I began writing songs when I was 11 years old. Writing songs gave me a way to say the things I couldn’t say in my everyday life. I found that writing it down in a song helped me process those things.

I’ve always said that listening to my songs is a bit like reading my diary and I think that’s still the case. I wrote Shy to Be Human about a part of my life that I have both struggled with and have been blessed by. I hoped that it would inspire other people like me.

I have grown up caring for my mum who has a wide range of conditions that make her unable to do normal everyday things, like making tea, going out to the shops and even walking up stairs.
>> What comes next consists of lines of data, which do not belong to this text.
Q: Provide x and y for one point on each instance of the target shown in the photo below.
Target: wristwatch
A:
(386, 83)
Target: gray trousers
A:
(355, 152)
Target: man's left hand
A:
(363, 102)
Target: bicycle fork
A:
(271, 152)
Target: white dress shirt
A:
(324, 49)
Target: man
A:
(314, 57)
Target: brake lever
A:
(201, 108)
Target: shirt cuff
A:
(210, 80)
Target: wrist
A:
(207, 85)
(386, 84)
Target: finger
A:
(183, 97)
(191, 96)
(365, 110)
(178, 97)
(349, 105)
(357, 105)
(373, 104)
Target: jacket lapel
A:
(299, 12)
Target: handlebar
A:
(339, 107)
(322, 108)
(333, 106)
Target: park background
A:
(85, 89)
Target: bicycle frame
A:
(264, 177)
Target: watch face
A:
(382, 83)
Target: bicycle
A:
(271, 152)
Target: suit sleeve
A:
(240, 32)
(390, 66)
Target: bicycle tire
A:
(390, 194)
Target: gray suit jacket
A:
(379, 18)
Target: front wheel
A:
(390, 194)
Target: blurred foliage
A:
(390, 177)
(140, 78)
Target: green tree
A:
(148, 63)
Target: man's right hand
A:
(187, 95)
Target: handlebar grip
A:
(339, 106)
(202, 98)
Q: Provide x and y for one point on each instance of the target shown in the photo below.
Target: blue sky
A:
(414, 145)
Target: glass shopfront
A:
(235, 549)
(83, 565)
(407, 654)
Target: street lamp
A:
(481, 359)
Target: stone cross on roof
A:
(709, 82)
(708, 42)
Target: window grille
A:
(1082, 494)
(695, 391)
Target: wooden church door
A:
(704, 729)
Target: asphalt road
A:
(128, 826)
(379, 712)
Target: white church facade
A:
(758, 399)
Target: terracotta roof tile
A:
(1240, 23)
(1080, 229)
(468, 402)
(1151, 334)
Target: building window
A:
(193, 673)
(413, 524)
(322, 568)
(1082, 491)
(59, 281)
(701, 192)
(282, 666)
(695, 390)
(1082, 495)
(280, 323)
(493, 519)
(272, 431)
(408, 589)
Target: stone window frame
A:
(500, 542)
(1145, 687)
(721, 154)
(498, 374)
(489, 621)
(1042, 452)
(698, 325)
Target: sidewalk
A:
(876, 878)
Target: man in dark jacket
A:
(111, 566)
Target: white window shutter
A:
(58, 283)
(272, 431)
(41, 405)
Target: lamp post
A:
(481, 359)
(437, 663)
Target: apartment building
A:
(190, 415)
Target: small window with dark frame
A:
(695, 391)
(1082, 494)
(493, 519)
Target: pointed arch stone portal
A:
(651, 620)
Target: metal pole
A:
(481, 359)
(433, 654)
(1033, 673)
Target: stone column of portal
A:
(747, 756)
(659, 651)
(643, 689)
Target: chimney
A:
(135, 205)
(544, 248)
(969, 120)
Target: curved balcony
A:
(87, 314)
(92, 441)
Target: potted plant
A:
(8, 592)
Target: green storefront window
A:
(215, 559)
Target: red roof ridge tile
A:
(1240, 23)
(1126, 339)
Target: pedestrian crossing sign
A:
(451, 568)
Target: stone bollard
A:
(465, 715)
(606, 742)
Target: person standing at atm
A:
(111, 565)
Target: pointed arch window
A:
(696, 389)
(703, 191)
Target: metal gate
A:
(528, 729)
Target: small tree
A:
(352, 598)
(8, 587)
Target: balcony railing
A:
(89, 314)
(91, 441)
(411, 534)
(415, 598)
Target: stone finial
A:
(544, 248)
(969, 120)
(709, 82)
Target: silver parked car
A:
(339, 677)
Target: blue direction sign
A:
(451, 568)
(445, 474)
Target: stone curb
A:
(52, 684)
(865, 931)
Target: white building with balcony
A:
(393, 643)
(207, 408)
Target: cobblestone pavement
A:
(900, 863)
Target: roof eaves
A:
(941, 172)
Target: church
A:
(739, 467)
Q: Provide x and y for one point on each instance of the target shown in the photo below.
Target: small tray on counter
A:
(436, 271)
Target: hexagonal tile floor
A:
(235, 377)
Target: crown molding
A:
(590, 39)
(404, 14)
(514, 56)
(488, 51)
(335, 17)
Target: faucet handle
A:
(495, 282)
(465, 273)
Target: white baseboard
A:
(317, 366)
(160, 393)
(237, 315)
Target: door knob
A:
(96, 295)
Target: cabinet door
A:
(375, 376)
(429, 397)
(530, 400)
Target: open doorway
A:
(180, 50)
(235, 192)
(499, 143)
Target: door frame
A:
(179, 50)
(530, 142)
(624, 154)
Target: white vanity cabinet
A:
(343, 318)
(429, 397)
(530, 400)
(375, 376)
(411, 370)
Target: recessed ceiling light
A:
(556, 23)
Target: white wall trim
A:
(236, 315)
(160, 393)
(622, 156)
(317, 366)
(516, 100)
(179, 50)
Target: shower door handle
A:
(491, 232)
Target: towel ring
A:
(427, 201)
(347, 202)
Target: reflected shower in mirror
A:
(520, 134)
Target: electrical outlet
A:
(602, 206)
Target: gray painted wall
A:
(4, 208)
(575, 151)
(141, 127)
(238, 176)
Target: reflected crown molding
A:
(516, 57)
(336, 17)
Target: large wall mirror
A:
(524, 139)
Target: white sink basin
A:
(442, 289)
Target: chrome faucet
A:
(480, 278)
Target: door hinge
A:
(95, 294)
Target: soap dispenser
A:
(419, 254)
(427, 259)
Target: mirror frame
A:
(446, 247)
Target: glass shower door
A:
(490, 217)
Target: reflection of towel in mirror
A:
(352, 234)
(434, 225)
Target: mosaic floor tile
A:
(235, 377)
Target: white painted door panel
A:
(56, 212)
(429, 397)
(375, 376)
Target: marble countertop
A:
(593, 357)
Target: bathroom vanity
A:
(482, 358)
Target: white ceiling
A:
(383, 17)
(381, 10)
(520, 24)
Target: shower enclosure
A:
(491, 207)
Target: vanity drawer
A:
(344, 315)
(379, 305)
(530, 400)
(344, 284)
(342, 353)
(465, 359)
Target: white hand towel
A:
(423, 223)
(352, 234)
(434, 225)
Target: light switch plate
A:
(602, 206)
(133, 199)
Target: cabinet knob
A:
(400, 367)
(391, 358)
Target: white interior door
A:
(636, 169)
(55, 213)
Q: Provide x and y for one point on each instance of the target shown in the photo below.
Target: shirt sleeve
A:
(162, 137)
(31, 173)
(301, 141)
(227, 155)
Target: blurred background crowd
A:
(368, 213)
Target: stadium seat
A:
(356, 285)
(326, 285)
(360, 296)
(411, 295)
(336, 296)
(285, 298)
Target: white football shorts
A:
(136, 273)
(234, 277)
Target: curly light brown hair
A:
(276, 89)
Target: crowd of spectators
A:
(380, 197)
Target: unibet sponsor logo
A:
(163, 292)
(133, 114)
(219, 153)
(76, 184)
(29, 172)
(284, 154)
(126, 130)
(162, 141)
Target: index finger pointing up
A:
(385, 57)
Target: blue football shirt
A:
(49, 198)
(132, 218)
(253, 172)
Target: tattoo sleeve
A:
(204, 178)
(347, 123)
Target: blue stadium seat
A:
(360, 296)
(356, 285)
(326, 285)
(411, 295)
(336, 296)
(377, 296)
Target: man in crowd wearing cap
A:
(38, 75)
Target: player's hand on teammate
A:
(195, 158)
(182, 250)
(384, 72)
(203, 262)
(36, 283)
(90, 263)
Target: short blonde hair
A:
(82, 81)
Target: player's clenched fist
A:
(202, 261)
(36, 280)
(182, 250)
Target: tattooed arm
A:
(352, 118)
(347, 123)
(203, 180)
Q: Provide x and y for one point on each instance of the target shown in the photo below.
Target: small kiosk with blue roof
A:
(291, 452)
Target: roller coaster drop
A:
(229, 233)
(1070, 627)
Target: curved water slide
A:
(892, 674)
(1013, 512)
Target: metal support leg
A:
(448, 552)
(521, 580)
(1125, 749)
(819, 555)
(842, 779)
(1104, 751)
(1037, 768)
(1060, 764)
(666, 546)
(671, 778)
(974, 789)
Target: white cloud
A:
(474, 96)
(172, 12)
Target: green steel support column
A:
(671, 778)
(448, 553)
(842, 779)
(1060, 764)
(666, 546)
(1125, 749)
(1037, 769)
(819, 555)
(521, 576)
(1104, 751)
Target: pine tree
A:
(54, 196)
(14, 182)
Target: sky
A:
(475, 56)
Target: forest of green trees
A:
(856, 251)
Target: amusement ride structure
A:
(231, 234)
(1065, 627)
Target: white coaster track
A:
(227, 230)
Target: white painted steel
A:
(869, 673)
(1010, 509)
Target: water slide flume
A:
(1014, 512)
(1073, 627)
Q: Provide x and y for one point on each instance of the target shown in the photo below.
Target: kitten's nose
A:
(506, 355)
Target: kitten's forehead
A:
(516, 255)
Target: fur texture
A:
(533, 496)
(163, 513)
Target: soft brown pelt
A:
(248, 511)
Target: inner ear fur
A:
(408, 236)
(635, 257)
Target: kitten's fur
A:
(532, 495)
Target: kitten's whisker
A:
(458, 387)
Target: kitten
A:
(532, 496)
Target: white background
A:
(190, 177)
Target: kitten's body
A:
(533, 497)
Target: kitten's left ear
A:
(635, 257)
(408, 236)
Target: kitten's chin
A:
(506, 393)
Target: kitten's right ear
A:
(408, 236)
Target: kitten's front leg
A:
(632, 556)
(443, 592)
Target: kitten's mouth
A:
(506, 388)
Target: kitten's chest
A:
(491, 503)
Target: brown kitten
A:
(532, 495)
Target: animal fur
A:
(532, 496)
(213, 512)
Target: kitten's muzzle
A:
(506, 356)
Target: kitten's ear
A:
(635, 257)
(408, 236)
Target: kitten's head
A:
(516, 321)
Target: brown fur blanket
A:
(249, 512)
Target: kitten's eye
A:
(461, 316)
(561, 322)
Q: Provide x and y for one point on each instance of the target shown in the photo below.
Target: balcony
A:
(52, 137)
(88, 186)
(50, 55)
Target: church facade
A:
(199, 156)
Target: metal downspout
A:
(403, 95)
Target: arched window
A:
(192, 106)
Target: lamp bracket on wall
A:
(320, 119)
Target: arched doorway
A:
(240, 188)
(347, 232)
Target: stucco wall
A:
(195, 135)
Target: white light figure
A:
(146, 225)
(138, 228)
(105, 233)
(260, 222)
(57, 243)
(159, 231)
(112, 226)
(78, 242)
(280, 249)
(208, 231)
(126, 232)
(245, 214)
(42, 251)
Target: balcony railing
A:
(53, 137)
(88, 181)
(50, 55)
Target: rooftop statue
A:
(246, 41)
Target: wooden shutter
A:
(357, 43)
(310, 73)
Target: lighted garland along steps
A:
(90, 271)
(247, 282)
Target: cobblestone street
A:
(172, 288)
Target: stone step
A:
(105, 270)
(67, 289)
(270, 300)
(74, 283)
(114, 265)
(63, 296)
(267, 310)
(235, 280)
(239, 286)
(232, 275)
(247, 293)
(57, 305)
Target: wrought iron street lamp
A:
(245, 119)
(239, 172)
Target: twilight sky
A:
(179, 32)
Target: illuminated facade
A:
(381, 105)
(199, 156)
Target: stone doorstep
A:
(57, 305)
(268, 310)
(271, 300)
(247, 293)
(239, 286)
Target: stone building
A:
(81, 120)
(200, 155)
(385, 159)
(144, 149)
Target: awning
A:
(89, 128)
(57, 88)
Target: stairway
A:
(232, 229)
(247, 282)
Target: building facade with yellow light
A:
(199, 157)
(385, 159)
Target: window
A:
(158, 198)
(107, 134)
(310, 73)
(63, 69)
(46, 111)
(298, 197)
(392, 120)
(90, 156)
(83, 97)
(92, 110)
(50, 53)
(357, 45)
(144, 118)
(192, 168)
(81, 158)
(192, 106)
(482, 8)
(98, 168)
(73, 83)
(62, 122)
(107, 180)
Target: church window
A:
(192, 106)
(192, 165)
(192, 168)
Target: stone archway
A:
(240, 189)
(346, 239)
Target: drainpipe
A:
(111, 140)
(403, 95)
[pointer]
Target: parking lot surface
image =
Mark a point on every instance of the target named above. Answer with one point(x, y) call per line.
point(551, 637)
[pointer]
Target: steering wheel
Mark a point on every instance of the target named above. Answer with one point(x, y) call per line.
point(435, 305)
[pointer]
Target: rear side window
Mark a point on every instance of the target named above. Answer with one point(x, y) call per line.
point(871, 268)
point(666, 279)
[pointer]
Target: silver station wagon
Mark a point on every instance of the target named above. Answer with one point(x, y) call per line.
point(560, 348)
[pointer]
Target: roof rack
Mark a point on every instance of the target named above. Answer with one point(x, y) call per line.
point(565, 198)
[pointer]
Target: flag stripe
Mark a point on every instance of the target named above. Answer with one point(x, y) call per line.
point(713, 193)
It definitely hasn’t been easy for any of us as a family because we missed out on things that our friends had, just because our mum was ill. This meant that I had a lot of anger and sadness towards my situation, but music helped me to deal with those feelings.

My song ‘Shy To Be Human’ is about being a young carer and the emotions that come with this role. I was so happy when the organisers of the national Young Carers festival asked to make my song the official song for the festival.

I first got involved with Young Carers in Focus when I was given the opportunity to perform at the festival. Through this I was then asked to be an ambassador for the project, which was launched at the festival last year.

Young Carers in Focus, funded by Big Lottery Fund and led by The Children’s Society working with four other charities, is such a great project because it enables us, as young carers, to build a community together, raise awareness and to really make a difference in the lives of other young people like us.

It’s so important to have support when you have to grow up in such difficult circumstances. I didn’t even realise I was a young carer until I was 15, so I know just how valuable it would have been to have had this kind of support when I was young and trying to figure everything out on my own and really struggling.

I’m so passionate about seeing young carers break free of the burdens they carry and really go for their dreams. Although caring for my mum has had its obvious down sides, it didn’t mean that I couldn’t follow my dreams too. My parents are both so supportive of me and through them, and other support workers, I was given the confidence to go after the massive dreams I have.

I am currently at university studying commercial music. Things are still not easy, because moving away from home has its own worries. I’m not there to make sure mum and everyone are okay, but I am so unbelievably grateful to be here. This first year of university has honestly been the best year of my life. I feel like I’m finally finding out who I am and who I want to be.

Without the help of people like those I’ve worked with at The Children’s Society, I wouldn’t have felt able to leave home and pursue a dream of mine that I hope to make a future career.